And suddenly, without warning, began the soft clicking of the box.
He heard before him and behind him the aspirate ejaculations of the Javanese not entirely suppressed, the movement of surprise about him, the shudder of superstitious fear.
Hereford had no superstitions. He tried—he swiftly tried at this sound to take hold of his nerves. Involuntarily he turned his hand to grasp his ward's to calm her, but met her grasp firm upon the same purpose. He smiled as there rioted through his mind strange, half-remembered stories of the East; of treasures guarded in temples by malignant squat deities; of significant jewels like the emerald, which ghostly agents brought back to the rightful possessor as often as they were taken away.
The clicking of the box went steadily on; and Hereford's mind, which tried to picture the agent by which the levers moved, saw nothing, but only thought them moving of themselves.
Mechanically, he noted now, he had counted the clicks.
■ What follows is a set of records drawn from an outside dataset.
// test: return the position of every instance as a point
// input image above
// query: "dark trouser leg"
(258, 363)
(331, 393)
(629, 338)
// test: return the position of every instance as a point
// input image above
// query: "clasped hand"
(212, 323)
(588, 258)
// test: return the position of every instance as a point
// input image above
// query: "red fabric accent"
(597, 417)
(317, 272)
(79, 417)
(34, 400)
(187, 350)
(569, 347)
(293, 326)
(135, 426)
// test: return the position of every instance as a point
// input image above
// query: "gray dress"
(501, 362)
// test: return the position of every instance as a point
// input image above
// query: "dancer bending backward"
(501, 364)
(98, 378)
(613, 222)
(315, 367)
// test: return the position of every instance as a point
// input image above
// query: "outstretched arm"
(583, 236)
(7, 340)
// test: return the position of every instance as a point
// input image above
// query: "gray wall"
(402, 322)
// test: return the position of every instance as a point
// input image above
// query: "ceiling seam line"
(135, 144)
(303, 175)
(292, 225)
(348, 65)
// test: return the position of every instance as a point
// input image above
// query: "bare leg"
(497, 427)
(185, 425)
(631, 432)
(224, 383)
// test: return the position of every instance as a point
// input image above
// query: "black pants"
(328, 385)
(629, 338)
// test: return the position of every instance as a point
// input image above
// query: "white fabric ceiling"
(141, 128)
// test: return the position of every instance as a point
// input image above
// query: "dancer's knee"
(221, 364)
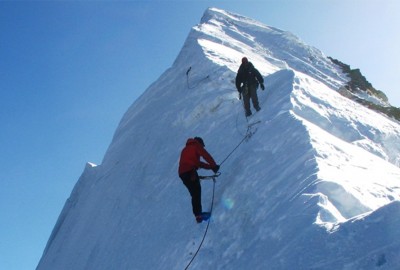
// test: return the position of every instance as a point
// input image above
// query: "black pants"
(192, 182)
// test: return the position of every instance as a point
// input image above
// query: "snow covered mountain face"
(315, 186)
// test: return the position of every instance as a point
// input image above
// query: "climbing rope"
(212, 200)
(208, 223)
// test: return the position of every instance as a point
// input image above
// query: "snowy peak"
(234, 36)
(310, 182)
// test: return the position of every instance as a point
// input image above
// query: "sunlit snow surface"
(316, 186)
One, two, three, four—they were rapid and without hesitation. And he heard Baraka, just in front of him, counting, too, in Javanese with intense, irrepressible aspiration. At ten Baraka involuntarily started forward. Apparently checked by the officer next him, he settled back. At fifteen Hereford felt him, fumbling in his pocket, withdraw his hand; and as the last lever clicked he struck a match against the wall. The match-head broke in two—half shot like a tiny meteor through the dark; half sputtered in a weak blue flame that finally caught the wood and showed no one.
The captain tried to check him, but Max now made no objection—he himself was reaching for the light. He switched it on. As they blinked in the blaze of light they saw that the box stood open; the watch, which had been locked inside, was gone! No one could have come in; no one could have gone out. Yet some one had been there, for it was done! It undeniably had been done!
In the hubbub of incredulity, questions and confusion Hereford stared about the room. He laughed nervously and looked to Lorine. She directed his eyes to the police captain. That officer, bewilderment but also determination in his manner, had changed his place to bring him nearer to Max Schimmel. He glanced now significantly toward his men, who, Hereford saw, returned his look with nods of understanding.
"You must explain this—fully and satisfactorily, Schimmel," the officer warned meaningly.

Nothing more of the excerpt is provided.